Whatever the tales or the songs, even just a glimpse of odd clothing or the different sounds of the words the outsiders spoke. All of it was a compelling curiosity to him, hints of the world beyond his small town. A sense that greater things were happening, adventure awaited just down the road.

As he crossed the street to the tavern’s front doors he saw Breggan come out onto the veranda. Breggan did not notice him and walked over to another familiar face. In the dim light of the hanging lanterns and the twilight of the stormy day, with his foot on the first step to the tavern, Adwin watched Breggan pass a tankard to Leysha, lean in and exchange a passionate kiss and then settle against the veranda’s railing putting an arm around Leysha’s waist.

Surprise. Adwin watched frozen in place as the two of them leaned into each other, murmured and laughed and exchange another quick kiss or two. Stunned he looked around and then back to his friend and his lover as they coed nonsense to each other.

After another moment Adwin turned away and walked on, stunned disbelief. The rain started again, falling heavy.

He then spent a number of hours walking the towns streets, thinking about what he had just seen and thinking back over the last few months, realizing he had seen less of the two of them than usual. Finally fatigue forced him to take shelter.

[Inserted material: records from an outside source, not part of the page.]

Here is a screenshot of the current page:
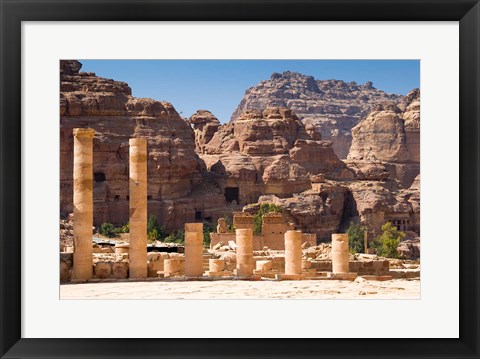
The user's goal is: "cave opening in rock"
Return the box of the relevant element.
[225,187,239,203]
[93,172,107,182]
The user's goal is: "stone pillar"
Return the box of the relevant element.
[285,231,302,274]
[332,233,349,273]
[73,128,95,280]
[128,138,147,278]
[236,228,253,277]
[208,259,225,273]
[185,223,203,277]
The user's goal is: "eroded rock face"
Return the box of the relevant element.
[258,183,348,241]
[347,89,420,188]
[348,176,420,236]
[200,107,354,205]
[188,110,220,153]
[60,61,225,229]
[231,71,402,159]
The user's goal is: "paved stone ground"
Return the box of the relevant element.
[60,278,420,299]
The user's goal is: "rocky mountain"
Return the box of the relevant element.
[60,60,420,240]
[347,89,420,188]
[231,71,402,159]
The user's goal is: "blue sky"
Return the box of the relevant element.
[79,59,420,122]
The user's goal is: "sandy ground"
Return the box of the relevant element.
[60,278,420,299]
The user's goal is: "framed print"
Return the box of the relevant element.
[0,0,480,358]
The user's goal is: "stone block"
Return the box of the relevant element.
[95,262,112,279]
[255,260,272,271]
[112,262,128,279]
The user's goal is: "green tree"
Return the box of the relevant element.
[374,222,405,258]
[223,215,235,233]
[203,223,213,247]
[347,222,365,254]
[253,203,282,234]
[119,222,130,233]
[98,223,117,238]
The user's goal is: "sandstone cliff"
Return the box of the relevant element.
[60,61,225,229]
[231,71,402,159]
[347,89,420,187]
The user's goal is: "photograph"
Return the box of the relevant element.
[58,59,421,300]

He had been working for the widow Amretta, repairs and maintenance to her property and buildings. He crept over the wall in the early dark of morning and crawled up into the loft of the small stable. He stripped off his wet clothing, hung it to dry and fell asleep on an old horse blanket.

It took him two days to finish the job he had promised the widow, working sun up to sun down. The hard work helped him think and he ended up concluding that Leysha and Breggan were well matched; they both wanted children and they both intended to stay in Hadden’s Fort. By the time he was finishing the job, he had worked through his feelings and although their deception had hurt him and he felt a sense of betrayal he also had the clear thought that it was a good time to be moving on. New places, new adventures and new faces. An entire world waited beyond Lord Willik’s domain and it was about time he saw some of it.



Adwin had travelled three days along the west road, happy to be on the move, a sea of grass to either side and open sky in all directions. He was now further from home than he had ever been before. Although the plains looked much the same and the birds and animals he saw were mostly the same as what he was familiar with, Adwin expected an adventure with every rise and dip in the road. He travelled light; a small pack, bedroll, pouch, water skin, knife, short bow and a small quiver of arrows.

He encountered no trolls or highwaymen during those firsts few days, but he was sure each day would bring something new and exciting.

It had rained briefly the mornings of the second and third days, and low laying parts of the road were sometimes marshy, though that was not unusual for the time of year, the winter melt and spring rains left plenty of water. At the end of each day he made sure to lay out his boots, dry his feet and swap his wrappings, keep your head warm and your feet dry had been one of his first lessons about surviving on the Pwhanna plains.

Adwin was sure the skills Dawdwin had taught him would be sufficient to the task of keeping himself alive during his trek to GreensBridge.